Exactly - and that is why he went to Scotty in the first place, to accuse him of everything that was not going smoothly with the impossible assignment. It's the classic "leadership by arrogance" approach that Kirk practices throughout the movie (even though the writers try to convey that he would be practicing it only for the first half).

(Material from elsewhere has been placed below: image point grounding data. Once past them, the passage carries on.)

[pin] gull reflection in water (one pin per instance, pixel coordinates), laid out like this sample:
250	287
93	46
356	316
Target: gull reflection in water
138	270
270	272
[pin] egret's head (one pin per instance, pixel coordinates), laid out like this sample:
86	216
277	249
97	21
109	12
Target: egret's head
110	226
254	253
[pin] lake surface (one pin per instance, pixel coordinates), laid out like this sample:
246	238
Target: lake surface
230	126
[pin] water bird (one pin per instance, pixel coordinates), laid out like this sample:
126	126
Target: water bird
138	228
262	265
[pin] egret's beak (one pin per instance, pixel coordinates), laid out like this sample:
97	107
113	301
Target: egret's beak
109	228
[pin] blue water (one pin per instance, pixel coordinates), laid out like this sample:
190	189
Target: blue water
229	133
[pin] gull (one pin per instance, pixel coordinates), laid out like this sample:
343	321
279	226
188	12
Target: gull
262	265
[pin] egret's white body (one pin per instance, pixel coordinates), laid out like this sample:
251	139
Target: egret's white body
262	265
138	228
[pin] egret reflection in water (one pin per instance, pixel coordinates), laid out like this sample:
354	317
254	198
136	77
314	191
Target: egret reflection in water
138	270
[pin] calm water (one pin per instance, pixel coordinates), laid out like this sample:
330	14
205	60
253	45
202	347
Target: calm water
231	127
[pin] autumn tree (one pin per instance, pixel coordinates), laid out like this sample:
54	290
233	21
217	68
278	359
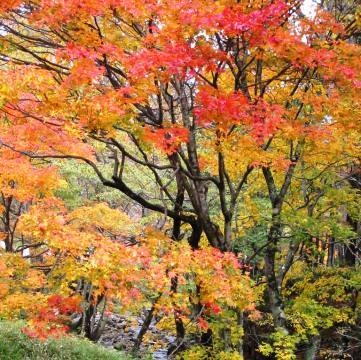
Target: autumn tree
216	102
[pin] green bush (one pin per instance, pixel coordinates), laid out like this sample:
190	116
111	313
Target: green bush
14	345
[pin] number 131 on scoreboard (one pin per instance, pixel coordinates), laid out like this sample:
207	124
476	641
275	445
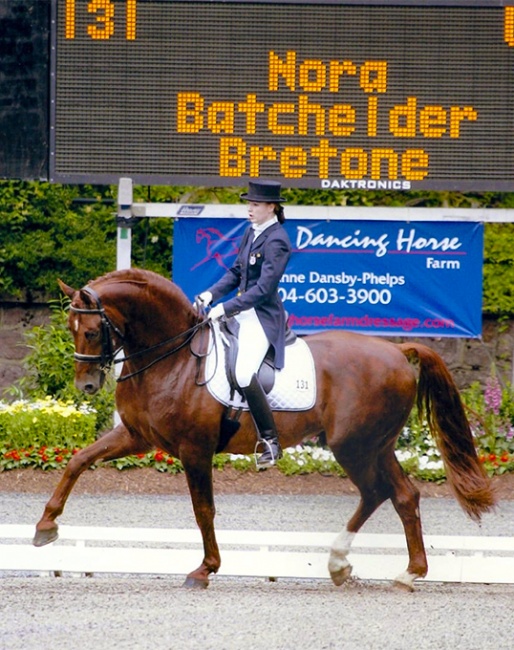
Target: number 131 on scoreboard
103	20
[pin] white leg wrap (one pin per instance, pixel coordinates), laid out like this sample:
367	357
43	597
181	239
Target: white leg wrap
338	566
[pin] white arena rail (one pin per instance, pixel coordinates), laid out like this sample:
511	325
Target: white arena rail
269	554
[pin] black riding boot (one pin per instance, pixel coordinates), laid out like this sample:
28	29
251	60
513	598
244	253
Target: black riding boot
264	423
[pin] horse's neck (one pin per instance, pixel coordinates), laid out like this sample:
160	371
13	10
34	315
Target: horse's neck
152	317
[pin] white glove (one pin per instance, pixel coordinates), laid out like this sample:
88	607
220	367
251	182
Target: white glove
218	311
205	297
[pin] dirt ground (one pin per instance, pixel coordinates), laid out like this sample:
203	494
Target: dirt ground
150	481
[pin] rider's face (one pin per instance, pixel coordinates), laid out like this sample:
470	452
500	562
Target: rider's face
259	213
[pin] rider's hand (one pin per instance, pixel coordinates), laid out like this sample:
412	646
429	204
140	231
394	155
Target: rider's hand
205	298
218	311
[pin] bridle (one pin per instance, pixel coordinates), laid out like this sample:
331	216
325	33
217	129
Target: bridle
107	356
108	352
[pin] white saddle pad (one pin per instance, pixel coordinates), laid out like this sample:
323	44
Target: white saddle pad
295	384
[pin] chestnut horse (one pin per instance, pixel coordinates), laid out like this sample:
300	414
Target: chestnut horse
366	388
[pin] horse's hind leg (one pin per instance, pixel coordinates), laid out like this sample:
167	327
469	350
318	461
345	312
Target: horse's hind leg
115	444
405	499
339	567
198	467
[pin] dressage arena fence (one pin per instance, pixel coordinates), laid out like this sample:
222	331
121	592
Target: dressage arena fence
268	554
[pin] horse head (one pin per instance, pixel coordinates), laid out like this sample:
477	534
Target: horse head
95	336
136	310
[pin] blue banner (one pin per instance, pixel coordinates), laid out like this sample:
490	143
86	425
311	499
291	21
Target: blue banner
387	278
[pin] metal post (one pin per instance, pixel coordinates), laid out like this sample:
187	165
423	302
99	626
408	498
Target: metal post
124	220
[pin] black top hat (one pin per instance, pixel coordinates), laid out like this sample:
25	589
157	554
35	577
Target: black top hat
263	192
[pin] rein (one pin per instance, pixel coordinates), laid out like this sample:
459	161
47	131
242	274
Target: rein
107	356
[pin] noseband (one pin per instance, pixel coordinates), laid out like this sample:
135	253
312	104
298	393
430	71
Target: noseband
106	356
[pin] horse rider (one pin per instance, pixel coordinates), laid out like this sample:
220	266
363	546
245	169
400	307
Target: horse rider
262	258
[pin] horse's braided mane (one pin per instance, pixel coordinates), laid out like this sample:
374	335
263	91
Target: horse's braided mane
140	277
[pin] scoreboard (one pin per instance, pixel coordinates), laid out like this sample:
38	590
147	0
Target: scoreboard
332	94
351	95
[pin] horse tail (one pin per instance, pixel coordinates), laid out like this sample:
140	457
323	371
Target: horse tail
438	397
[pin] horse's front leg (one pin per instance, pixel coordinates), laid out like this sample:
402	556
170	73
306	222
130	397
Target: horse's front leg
199	479
115	444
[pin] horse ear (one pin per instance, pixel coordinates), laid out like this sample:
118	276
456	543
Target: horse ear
66	289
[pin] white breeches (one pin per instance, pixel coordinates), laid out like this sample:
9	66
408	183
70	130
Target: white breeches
253	345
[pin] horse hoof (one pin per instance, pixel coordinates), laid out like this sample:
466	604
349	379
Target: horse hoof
43	537
195	583
405	582
342	575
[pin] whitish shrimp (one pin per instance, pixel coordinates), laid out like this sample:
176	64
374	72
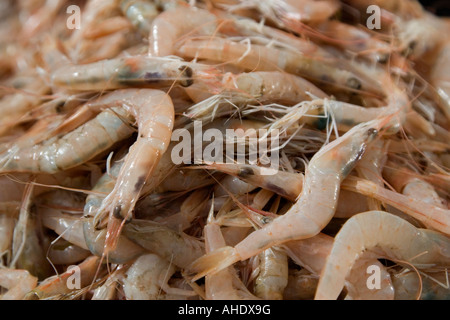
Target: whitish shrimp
434	285
8	216
94	239
224	285
57	286
140	14
430	215
18	283
168	27
74	148
273	274
189	210
147	279
377	229
411	185
286	184
311	213
302	285
154	114
252	87
262	58
66	253
137	71
177	247
286	13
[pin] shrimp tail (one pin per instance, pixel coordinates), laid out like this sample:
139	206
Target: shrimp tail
213	262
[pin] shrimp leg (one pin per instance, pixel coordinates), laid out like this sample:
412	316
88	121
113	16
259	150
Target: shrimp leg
377	229
314	208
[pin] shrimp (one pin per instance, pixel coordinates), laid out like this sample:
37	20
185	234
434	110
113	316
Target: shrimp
63	252
286	184
246	88
377	229
262	58
273	274
177	247
430	215
94	239
57	286
135	71
327	168
18	283
8	215
74	148
409	184
434	286
168	27
148	276
286	13
225	285
189	210
301	285
154	113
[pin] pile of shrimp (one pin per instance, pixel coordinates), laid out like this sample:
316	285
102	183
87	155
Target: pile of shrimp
94	95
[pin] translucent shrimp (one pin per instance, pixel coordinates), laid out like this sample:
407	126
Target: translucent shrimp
171	25
136	71
261	58
430	215
18	283
189	210
273	274
411	185
286	184
57	286
377	229
177	247
8	216
154	113
140	14
147	279
74	148
434	286
253	87
286	13
325	172
63	252
95	239
225	285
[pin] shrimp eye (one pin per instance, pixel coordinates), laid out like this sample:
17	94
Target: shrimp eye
187	74
372	132
354	83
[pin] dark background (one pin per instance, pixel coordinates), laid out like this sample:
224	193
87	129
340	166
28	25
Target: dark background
438	7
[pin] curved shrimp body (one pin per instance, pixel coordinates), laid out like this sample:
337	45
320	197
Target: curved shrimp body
18	283
261	58
171	25
57	286
95	239
398	239
224	285
140	14
147	276
154	114
72	149
273	274
136	71
314	208
167	243
274	85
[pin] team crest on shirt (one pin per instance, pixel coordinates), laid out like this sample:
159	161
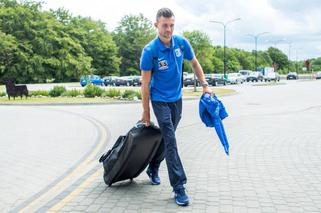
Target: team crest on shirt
162	65
178	52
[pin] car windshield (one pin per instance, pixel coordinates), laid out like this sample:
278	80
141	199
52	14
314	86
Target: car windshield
232	75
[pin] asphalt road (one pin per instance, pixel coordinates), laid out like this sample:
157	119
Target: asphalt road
48	156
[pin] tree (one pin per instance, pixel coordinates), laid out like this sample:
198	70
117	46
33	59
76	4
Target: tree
97	42
132	34
202	47
44	50
279	59
316	64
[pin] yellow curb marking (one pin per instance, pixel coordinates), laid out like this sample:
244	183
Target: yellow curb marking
76	192
74	174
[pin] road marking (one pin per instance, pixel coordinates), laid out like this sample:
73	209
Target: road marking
76	192
34	205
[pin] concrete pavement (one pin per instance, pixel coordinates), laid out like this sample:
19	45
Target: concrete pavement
274	165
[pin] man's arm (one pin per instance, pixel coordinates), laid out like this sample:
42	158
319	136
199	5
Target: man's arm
146	76
200	75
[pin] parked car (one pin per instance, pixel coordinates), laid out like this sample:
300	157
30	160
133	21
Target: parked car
110	80
235	78
91	79
292	75
272	76
254	76
122	81
214	79
244	73
189	79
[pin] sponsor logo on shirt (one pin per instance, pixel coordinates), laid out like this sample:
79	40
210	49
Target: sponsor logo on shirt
178	52
162	65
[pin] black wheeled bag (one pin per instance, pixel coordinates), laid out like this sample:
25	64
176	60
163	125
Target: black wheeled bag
131	153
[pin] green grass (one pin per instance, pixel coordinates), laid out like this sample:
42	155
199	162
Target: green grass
75	100
50	100
271	83
217	91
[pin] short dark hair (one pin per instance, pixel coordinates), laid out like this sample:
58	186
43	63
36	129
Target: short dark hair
165	12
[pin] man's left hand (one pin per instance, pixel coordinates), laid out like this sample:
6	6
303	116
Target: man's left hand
207	89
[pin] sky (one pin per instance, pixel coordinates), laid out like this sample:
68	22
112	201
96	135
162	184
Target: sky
293	26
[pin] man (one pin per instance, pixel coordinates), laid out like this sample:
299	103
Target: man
161	66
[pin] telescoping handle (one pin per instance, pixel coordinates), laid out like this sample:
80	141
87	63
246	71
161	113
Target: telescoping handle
140	124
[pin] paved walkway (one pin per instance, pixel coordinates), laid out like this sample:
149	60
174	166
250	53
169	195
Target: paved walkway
274	163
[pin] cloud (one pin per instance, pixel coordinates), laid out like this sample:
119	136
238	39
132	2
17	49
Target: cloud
296	21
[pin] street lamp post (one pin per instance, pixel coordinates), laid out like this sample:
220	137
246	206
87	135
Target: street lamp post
255	39
225	25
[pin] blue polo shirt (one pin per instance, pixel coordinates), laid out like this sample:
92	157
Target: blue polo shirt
166	66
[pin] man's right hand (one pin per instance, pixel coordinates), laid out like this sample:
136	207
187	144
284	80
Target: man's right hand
146	118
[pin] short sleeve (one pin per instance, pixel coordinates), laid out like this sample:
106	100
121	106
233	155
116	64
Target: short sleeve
189	52
146	60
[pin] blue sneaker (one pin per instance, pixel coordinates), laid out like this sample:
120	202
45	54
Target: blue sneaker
153	177
181	197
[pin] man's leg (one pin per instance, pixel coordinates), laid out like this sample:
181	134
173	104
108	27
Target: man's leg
168	116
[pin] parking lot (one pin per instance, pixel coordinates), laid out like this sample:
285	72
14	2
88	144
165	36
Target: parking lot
49	156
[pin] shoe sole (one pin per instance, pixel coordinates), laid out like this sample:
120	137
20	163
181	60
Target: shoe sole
151	181
182	204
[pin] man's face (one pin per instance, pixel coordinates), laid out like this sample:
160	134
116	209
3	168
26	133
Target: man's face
165	27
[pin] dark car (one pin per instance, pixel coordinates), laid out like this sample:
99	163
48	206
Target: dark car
215	79
91	79
122	81
110	80
254	76
292	76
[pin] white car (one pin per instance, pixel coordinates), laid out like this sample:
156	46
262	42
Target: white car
235	78
245	73
272	76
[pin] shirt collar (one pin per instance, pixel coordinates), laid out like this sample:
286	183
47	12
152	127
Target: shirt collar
162	46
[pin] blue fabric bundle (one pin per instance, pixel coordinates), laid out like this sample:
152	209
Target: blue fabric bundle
212	112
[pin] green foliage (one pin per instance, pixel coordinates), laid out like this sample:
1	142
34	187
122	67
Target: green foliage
57	91
37	46
132	34
97	42
92	91
316	64
279	59
39	93
129	94
72	93
2	94
112	93
204	52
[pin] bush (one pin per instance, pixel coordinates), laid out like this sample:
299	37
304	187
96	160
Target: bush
57	91
39	93
72	93
92	91
112	93
129	94
2	94
138	95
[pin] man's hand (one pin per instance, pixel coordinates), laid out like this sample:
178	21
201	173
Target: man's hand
206	89
146	118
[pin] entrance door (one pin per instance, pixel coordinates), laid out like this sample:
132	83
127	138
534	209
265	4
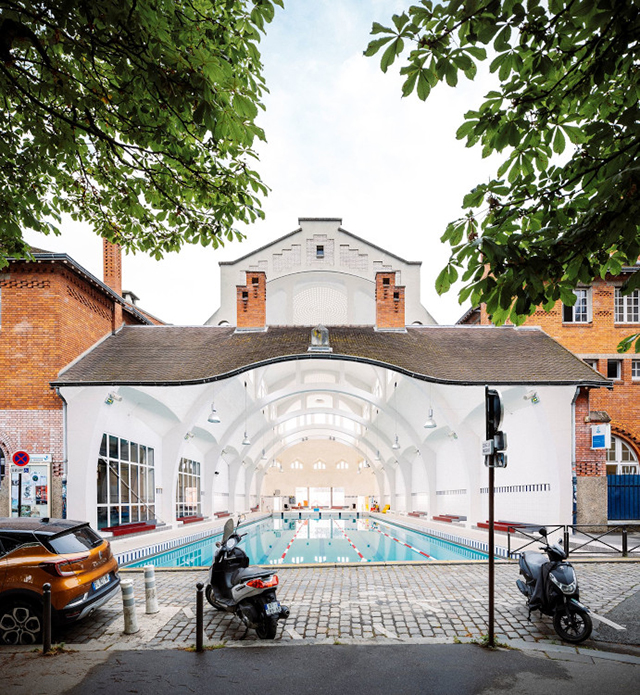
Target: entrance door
30	490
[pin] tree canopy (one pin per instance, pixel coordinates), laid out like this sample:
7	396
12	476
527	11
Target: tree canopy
134	115
564	206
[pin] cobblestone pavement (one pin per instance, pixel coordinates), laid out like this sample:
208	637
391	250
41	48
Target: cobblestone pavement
399	602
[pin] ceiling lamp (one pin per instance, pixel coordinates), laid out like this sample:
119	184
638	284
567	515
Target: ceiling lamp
213	415
430	423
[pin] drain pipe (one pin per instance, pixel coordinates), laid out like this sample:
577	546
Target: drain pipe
574	462
65	452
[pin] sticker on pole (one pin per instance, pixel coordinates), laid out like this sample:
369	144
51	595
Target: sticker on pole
21	458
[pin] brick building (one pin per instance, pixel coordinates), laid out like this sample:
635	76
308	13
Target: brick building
51	311
601	317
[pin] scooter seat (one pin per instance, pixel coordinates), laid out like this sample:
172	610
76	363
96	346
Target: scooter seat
533	562
245	574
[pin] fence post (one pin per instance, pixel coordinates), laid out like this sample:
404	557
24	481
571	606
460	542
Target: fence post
129	607
199	616
46	618
151	599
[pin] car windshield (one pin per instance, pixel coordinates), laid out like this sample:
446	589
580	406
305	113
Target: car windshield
76	540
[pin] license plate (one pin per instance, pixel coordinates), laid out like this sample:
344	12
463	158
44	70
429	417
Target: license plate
272	608
101	582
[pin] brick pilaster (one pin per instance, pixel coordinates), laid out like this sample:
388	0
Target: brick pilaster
251	301
390	301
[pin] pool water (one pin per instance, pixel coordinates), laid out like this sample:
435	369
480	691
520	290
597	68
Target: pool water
299	541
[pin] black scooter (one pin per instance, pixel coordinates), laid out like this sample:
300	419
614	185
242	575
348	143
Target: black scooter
551	587
248	592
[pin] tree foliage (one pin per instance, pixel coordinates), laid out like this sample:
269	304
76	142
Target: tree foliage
137	116
564	205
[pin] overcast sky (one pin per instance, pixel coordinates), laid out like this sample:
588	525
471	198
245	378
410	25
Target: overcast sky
341	142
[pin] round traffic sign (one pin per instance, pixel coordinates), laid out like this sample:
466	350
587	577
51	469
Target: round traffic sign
21	458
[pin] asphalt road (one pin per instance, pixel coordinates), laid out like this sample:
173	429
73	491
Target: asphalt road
405	669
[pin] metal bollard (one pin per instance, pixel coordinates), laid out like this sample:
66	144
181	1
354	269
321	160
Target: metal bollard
46	618
129	607
150	590
199	616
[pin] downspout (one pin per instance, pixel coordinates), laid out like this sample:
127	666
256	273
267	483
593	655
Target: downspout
65	454
574	480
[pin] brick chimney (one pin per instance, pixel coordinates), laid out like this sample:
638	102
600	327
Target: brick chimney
112	276
389	302
252	301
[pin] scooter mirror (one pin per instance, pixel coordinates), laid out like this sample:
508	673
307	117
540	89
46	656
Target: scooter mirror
229	528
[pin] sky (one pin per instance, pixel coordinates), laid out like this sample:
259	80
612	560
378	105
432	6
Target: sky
341	142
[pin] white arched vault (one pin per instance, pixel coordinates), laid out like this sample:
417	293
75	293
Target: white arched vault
302	406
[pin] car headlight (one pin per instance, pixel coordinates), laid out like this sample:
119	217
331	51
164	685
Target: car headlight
565	588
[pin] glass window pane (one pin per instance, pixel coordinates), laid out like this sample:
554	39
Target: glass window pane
102	482
113	482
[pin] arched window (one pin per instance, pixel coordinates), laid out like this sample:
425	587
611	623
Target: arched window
621	459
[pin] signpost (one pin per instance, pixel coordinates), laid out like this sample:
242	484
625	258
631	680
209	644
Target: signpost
494	457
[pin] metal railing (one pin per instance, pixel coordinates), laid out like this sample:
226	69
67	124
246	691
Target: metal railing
580	539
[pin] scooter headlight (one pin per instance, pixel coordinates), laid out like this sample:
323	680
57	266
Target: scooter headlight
565	588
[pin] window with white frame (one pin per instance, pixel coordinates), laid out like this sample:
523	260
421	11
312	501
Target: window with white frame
188	489
126	482
580	312
627	306
621	459
614	369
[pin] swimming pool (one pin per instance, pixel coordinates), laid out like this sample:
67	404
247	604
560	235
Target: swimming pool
275	541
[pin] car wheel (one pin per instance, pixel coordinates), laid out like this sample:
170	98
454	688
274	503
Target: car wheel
20	623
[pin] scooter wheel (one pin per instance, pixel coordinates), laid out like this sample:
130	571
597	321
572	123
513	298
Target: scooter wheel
573	626
267	628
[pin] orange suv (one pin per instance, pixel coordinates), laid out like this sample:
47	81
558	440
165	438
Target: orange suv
69	555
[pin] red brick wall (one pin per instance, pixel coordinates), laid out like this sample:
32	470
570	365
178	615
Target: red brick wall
49	317
251	301
389	301
599	339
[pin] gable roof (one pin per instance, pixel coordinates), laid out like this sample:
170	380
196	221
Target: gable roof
464	355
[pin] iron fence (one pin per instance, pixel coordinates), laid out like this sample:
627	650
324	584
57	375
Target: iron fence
580	539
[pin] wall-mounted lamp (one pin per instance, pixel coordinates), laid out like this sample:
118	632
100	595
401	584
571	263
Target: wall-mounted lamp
532	396
430	423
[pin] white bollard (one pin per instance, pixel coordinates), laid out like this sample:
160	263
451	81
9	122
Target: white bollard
150	589
129	607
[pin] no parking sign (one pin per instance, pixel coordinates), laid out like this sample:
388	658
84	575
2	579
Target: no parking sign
21	458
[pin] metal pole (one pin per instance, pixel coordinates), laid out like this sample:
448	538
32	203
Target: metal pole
488	435
199	616
129	607
46	618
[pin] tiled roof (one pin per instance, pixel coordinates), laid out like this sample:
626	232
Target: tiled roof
171	355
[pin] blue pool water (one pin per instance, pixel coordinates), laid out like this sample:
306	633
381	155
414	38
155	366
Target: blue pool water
296	541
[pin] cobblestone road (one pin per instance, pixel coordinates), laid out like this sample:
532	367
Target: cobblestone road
374	602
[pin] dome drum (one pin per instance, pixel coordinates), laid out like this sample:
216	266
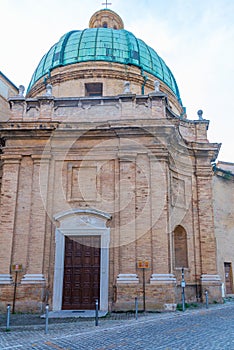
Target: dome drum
104	54
69	81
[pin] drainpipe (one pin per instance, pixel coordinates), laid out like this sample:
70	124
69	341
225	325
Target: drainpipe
145	80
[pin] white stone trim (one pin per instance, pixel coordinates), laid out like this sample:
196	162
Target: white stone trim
127	278
6	278
81	223
159	278
89	211
33	279
210	278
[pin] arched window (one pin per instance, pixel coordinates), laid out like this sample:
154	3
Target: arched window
180	247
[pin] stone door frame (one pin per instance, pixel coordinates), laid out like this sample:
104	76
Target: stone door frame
77	223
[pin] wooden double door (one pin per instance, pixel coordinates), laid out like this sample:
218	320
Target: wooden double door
81	283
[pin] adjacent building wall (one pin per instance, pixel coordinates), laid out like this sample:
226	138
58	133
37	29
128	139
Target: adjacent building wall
223	189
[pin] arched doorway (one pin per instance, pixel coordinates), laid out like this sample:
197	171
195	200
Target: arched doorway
81	260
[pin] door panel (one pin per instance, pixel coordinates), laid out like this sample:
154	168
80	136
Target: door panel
81	285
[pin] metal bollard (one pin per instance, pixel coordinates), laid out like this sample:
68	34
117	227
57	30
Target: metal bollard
207	299
47	319
96	312
8	317
136	308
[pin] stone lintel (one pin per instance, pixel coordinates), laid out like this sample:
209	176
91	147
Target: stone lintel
6	279
210	279
159	278
33	279
127	278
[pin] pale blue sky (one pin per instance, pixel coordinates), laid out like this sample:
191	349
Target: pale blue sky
194	37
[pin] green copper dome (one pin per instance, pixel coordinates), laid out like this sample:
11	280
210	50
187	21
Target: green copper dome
104	44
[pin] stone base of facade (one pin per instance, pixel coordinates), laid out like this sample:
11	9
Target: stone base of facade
160	294
29	297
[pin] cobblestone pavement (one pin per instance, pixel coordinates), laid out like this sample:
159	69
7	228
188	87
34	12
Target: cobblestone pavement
205	329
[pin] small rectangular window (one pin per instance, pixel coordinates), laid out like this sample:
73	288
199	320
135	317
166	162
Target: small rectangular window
93	89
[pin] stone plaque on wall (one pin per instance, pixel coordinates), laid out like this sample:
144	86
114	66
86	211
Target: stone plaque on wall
82	183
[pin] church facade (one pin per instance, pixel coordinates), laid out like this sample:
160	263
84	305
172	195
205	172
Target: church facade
106	185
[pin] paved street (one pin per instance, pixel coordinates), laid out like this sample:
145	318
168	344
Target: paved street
194	329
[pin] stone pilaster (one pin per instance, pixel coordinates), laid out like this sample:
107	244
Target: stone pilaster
11	164
209	278
159	208
38	221
127	220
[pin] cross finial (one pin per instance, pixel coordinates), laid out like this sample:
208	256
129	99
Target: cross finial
106	3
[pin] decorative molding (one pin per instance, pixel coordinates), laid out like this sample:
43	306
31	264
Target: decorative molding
33	279
210	279
127	278
162	278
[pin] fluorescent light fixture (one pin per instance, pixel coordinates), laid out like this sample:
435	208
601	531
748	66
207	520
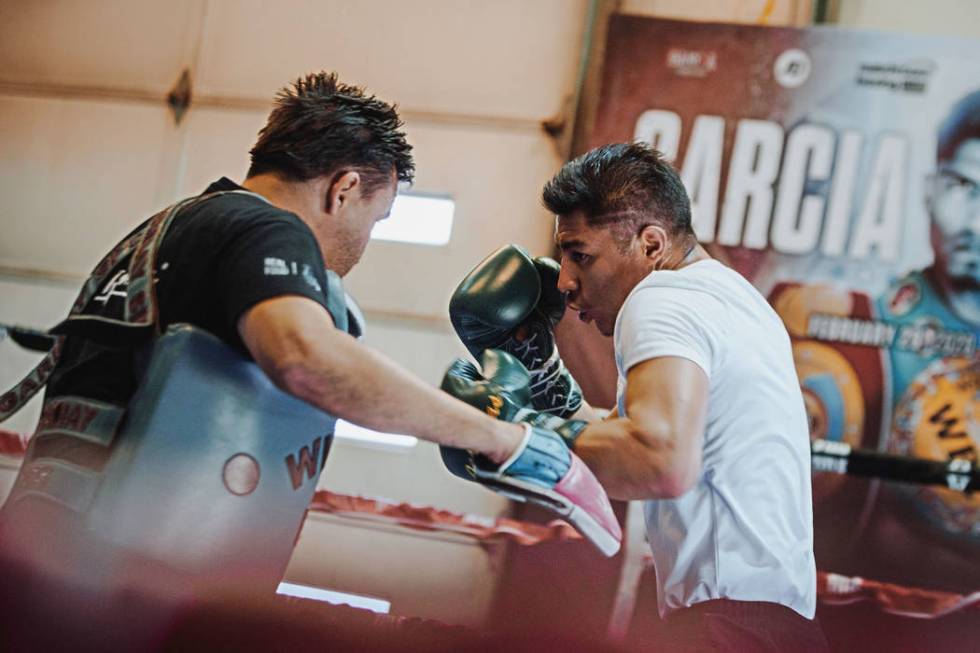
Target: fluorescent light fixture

I'd agree with this except that leadership by arrogance really isn't leadership at all. Kirk took the Enterprise
away from Decker merely because he wanted
it in spite of not having spent so much as five minutes aboard the vessel (or so we're lead to believe) during it's eighteen months in drydock. He had no idea about the modifications to the ship's engines or its weapons array (phaser intensity improved by using warp power), nor did he understand why the transporter system wasn't functioning properly (hence his accusatory question to Scotty). Decker not only knew these things, but he also had a hand in tracking down and fixing some of the problems in question (he found the faulty sensor associated with the transporter while repairing a computer console in the engine room).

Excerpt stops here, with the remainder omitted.